GLASER: Well, I struggle with this area, because I think it's really hard and complicated. In many ways, we have not been as effective as we'd like to be. At times, collectively, we do not understand behavioral economics as we should. There is a science behind how people make complex choices that we don't really understand. We focus on patient-centered care, but what if a patient doesn't want to make a change? What if a patient is happy with how things are? We have to be responsive to the individual and not just the disease.

GABELMAN: It's the clinician's job to explain to patients the ideal course of treatment and the reasoning behind it. We need to give patients and their families as much information as we can to help them make decisions. But afterward, we need to step back. We're not going to stop treating patients if they choose not to follow our recommendations.

MODERATOR Health care is local. What do you see in your own market that excites you?

MANN: I just reread Good to Great. The opening sentence is, "Good is the enemy of great." What excites me about our current health care reality is that it is increasingly becoming transparent and driven by outcomes. That is a fundamentally good thing, because it creates motivation for physicians and health care organizations to work together to improve outcomes. The patient comes out ahead and ultimately will be making decisions based on transparency. The concept of rapid-cycle improvement is becoming an imperative for any health care organization that wants to be great at what it does. I know of no institution that doesn't have that fundamental aspiration, but the capacity to translate the vision into reality is what sets organizations apart.

McDONALD: The thing I’m excited about, frankly, is that young people are coming into health care with excitement, energy and the ability to accept new challenges in front of them. They will have a wealth of technology at their fingertips that we didn’t when we started out. They’ll be a smarter, more balanced workforce. I believe their ability to have empathy with their patients is going to be stronger, too.

GABELMAN: I’m excited that moving forward, everything is going to be evidence-based. In cardiology there’s so much that’s evidence based that isn’t followed 100 percent, but now we’re going to head toward following it 100 percent, because people are going to be rewarded based on evidence-based practices.

GLASER: When I was in graduate school at the University of Minnesota some time ago, I was a sociologist and spent six months living more or less on the pediatric oncology unit.

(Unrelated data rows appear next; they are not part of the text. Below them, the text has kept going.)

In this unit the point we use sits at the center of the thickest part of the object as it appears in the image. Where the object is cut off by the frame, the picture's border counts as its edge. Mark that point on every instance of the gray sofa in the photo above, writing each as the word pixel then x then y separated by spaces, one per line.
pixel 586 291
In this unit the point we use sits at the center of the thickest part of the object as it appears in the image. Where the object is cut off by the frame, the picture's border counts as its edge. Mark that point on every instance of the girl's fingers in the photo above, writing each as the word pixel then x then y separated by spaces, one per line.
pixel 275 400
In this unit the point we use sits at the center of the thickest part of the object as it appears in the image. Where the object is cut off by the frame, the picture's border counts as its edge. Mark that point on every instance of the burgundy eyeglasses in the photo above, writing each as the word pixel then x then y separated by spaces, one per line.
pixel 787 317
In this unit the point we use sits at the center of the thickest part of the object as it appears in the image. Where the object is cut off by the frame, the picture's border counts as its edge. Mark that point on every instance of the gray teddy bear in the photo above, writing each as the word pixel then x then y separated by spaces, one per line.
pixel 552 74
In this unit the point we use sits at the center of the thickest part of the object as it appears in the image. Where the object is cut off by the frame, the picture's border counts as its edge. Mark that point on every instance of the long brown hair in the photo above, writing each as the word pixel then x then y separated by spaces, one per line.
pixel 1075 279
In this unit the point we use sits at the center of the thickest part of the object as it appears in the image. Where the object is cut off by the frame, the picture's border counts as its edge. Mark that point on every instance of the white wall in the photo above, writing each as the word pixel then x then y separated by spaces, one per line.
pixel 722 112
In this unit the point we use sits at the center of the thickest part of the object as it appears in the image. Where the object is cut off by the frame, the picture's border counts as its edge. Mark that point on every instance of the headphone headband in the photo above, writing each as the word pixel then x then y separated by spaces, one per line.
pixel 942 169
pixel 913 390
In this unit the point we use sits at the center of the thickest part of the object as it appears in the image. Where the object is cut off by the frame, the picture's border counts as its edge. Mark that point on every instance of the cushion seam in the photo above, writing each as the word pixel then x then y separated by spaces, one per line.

I will never forget watching a seven-year-old die of leukemia. And I thought, “That shouldn’t happen. Seven-year-olds shouldn’t die.” I watched the unfathomable grief on the part of the parents, but I also saw some of the most extraordinarily skilled physicians and nurses that I’ve ever seen, both in the human and clinical sense. I’d like to see us continue to take steps over the next several years to enhance diagnostics and achieve breakthroughs in research, so that we can limit suff ering while at the same time preserving the ability of those incredible people — physicians and nurses — to not only be wonderful human beings, but also phenomenal clinicians.